Project description:
Intercultural Communication: Business Negotiations
One of the sources of miscommunication is rooted in culture. American businesspersons have a certain set of assumptions that drive their verbal actions. In chapter 6, you learned about some of the maxims of conversation in English. Other cultures have their maxims of conversation. In this exercise, you are asked to compare and contrast the maxims as applied to a series of negotiations between a Japanese and an American team over a film equipment contract. Ultimately the negotiations fail. The question is, why? Please view the video Doing Business in Japan, reread pp. 180-184 in A Concise Introduction to Linguistics and answer the following questions
What are the maxims of conversation in American English. (pp. 180-184, video).
What are the maxims of conversation in Japanese discourse (pp. 184, video).
In what ways are the differences reflected in the verbal behavior of the American team versus the Japanese team?
What is the composition of the American team versus Japanese teams? How does each reflect the organization culture of the businesses they represent?
Compare and contrast the following issues of social behavior:
Use of first names.
Doing business over dinner.
Over what specific points did the either teams misinterpret what the other was saying? Give four examples from any phase of the negotiation.

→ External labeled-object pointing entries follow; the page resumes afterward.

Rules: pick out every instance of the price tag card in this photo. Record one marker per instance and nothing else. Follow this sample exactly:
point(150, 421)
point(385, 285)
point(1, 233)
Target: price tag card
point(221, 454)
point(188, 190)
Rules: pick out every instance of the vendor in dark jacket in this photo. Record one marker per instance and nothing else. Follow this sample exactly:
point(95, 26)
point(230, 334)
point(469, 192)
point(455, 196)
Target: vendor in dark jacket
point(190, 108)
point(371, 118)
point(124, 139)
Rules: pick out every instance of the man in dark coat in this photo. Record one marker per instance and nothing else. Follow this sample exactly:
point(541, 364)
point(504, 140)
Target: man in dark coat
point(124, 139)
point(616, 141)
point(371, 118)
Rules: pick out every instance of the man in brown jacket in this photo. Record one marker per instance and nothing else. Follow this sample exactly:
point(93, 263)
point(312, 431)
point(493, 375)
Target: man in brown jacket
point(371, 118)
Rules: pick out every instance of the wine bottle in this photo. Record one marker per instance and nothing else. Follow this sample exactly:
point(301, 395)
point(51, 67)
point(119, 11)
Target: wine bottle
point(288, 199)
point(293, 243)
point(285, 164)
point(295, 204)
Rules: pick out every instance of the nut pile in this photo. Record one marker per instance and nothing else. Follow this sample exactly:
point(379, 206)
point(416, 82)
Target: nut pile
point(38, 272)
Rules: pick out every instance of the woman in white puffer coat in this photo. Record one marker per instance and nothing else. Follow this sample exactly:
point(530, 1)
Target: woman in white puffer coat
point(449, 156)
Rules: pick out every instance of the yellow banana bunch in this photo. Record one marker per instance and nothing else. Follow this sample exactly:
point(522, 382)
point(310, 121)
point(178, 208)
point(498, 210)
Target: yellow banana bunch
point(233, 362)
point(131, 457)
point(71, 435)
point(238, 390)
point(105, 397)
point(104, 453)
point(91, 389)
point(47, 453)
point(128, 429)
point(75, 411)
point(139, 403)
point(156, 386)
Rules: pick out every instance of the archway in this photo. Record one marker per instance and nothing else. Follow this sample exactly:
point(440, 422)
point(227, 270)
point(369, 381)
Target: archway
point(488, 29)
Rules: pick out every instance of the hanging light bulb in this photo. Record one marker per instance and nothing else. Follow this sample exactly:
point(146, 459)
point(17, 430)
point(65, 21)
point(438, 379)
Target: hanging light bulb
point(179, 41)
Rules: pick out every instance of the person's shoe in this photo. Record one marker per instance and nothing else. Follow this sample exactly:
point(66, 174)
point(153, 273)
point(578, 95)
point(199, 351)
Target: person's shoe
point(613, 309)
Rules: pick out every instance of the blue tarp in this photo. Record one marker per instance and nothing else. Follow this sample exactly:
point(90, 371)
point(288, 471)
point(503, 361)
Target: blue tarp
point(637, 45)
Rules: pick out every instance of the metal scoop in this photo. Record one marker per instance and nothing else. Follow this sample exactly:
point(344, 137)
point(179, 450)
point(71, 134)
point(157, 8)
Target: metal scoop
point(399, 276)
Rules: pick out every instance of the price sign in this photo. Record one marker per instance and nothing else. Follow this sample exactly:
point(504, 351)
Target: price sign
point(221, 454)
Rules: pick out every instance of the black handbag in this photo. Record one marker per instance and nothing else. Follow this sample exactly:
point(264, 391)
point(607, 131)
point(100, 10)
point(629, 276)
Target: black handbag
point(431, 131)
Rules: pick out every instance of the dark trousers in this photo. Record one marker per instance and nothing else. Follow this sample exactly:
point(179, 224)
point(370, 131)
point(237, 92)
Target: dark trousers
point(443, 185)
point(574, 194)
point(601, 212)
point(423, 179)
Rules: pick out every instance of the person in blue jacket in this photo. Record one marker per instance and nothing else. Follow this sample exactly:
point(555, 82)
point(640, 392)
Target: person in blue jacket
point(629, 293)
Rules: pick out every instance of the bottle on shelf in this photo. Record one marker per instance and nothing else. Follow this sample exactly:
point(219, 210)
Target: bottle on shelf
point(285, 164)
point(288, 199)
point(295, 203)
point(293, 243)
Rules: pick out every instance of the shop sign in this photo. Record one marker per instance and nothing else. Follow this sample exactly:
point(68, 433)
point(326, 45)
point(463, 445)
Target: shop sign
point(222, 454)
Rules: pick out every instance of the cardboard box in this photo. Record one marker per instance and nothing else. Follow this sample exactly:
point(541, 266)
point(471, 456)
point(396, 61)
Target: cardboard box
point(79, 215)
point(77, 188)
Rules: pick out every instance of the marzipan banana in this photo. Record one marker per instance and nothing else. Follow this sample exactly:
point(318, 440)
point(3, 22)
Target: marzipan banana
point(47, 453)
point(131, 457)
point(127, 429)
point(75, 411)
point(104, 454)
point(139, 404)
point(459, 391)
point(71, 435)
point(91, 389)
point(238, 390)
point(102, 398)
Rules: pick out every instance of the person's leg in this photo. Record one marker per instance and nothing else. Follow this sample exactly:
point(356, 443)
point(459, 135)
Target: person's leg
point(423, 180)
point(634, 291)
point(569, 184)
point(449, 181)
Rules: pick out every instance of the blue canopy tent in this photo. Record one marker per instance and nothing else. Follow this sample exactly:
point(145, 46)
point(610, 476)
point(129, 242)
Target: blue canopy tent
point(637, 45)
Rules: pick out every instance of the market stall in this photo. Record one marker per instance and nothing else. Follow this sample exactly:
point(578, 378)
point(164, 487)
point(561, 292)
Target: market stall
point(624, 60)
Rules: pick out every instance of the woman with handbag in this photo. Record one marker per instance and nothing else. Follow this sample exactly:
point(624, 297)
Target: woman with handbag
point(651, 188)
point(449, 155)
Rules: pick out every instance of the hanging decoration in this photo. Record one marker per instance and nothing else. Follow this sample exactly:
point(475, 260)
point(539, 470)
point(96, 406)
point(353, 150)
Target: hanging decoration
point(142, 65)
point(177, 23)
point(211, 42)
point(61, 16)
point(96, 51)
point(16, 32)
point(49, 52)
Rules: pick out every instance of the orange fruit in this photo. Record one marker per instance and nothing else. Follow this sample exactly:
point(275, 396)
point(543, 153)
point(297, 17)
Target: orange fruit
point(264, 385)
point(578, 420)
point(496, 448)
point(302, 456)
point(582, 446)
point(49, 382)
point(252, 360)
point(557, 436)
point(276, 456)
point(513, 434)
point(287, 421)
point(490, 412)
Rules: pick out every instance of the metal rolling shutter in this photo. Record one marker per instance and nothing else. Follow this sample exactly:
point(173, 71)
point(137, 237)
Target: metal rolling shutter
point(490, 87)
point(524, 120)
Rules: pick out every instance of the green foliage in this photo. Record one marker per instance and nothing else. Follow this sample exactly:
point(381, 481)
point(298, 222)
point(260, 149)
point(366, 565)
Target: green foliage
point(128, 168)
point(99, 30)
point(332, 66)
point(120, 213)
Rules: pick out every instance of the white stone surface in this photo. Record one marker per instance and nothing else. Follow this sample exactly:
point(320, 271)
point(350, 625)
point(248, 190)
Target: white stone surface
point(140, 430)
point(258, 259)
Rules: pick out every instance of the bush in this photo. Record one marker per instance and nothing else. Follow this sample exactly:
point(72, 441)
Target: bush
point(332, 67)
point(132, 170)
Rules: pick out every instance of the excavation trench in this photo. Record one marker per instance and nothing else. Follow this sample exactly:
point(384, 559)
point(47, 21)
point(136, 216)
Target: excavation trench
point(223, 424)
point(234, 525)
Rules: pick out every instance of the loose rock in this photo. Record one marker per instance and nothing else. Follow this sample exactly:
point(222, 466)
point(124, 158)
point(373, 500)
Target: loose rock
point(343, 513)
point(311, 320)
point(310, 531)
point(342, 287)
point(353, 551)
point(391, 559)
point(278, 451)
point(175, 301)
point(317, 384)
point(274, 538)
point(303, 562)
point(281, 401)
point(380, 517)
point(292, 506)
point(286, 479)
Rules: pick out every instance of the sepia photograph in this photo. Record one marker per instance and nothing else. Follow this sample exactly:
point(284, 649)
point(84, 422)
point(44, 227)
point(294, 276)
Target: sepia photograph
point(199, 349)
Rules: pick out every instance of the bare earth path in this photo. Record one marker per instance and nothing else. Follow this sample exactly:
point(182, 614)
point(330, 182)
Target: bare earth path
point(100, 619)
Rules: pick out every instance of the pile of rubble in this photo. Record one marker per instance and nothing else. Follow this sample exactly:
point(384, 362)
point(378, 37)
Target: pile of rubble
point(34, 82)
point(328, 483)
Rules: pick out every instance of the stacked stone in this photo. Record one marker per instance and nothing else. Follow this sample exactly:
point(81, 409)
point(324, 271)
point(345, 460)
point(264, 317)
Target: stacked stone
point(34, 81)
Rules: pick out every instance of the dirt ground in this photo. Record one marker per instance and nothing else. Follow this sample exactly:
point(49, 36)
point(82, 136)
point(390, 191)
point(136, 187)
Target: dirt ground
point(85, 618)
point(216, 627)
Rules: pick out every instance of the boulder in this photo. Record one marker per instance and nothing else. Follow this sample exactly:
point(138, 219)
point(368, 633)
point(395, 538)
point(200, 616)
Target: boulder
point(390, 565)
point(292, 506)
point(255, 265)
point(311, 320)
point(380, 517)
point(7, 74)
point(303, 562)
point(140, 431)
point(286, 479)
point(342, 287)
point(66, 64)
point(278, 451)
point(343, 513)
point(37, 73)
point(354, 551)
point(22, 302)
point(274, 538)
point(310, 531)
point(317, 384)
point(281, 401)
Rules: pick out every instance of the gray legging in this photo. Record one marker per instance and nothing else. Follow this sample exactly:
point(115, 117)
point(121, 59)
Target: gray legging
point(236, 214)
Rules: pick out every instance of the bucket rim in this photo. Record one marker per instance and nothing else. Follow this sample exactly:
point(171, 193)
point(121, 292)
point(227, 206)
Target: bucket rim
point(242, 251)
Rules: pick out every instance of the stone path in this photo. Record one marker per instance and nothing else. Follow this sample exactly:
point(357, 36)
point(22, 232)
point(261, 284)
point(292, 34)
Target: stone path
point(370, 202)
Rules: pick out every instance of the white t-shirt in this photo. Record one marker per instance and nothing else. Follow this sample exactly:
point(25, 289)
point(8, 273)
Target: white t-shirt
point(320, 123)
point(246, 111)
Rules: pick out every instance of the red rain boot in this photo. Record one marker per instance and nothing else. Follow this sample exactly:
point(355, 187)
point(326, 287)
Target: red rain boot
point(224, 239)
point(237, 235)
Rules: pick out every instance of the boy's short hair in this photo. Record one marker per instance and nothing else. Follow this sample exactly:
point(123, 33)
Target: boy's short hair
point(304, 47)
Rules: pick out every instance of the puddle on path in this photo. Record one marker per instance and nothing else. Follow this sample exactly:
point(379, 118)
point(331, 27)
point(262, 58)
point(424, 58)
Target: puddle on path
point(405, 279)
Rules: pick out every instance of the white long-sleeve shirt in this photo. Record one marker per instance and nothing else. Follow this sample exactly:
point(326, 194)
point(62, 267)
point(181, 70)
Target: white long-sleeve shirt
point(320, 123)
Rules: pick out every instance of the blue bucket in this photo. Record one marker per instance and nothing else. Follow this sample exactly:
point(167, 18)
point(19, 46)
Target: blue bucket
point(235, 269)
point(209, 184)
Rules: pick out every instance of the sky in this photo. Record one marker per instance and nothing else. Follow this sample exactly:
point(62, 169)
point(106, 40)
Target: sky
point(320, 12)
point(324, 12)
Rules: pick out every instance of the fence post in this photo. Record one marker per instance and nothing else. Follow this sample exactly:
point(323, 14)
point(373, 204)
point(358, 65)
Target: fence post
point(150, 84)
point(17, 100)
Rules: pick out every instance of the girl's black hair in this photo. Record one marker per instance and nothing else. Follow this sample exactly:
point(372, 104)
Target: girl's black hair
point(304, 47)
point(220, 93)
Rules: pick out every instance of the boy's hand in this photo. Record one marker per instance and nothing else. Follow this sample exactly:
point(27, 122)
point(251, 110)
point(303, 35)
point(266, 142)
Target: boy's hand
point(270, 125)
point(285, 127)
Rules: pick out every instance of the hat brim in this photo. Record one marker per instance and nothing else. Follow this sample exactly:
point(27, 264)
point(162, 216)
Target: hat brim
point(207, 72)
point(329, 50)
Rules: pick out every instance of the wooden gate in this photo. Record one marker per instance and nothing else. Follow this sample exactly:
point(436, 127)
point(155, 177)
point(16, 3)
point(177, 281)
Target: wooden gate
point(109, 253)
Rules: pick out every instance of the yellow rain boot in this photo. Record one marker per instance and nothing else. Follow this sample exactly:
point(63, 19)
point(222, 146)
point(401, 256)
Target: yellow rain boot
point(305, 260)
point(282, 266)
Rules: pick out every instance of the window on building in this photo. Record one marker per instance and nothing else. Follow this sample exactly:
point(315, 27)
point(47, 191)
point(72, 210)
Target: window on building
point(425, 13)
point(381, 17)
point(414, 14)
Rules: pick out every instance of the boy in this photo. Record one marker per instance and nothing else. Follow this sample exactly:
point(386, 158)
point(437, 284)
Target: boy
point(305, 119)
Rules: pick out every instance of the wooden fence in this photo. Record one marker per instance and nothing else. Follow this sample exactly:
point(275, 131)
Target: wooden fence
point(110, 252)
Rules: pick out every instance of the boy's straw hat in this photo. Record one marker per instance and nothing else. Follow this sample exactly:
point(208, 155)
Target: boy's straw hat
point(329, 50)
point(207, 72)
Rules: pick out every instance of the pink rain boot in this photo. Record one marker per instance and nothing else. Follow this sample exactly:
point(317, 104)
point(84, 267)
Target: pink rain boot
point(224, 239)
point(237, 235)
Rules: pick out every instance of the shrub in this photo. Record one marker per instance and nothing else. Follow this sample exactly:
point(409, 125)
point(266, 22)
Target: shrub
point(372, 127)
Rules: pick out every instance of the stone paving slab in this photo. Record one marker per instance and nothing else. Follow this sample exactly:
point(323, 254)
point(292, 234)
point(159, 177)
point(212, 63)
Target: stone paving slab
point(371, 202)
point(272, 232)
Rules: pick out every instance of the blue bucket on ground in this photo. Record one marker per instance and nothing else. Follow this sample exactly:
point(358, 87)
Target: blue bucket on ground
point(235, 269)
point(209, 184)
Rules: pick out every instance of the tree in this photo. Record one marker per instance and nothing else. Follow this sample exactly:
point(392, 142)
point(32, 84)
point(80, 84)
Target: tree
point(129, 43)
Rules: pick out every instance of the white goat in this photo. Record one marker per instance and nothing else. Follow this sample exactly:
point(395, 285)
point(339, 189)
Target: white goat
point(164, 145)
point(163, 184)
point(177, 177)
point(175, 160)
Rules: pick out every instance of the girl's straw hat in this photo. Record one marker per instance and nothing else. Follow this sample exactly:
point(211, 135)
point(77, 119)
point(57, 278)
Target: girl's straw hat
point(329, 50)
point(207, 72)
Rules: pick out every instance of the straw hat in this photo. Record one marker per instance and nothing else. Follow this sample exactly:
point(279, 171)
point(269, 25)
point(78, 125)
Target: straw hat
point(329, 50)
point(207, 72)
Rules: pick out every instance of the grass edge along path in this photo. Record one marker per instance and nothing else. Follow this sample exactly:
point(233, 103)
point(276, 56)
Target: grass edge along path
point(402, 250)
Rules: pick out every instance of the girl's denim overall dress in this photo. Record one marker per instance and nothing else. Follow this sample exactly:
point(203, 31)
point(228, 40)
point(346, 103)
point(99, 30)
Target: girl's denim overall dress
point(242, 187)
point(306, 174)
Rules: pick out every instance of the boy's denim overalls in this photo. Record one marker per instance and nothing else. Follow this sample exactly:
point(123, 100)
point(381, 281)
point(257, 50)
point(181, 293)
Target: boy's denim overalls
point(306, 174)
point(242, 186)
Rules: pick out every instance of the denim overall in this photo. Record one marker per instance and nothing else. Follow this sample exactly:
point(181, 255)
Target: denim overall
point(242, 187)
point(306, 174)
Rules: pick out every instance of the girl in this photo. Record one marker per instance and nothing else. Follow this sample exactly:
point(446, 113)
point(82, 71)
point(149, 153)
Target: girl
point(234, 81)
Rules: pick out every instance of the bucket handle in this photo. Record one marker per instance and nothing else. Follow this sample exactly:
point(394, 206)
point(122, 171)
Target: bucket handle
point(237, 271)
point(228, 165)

If you were counseling each team, what sort of advice would you offer?
The American team.
The Japanese team
Extra Credit: Often as a reaction to ethnocentrism, linguistic or otherwise, it is often tempting to over-romanticize another culture. Based on this video and on Internet research, address the question whether Japanese maxims of conversation facilitated or limited the country’s response to the earthquake, tsunami, and nuclear disasters in the last month.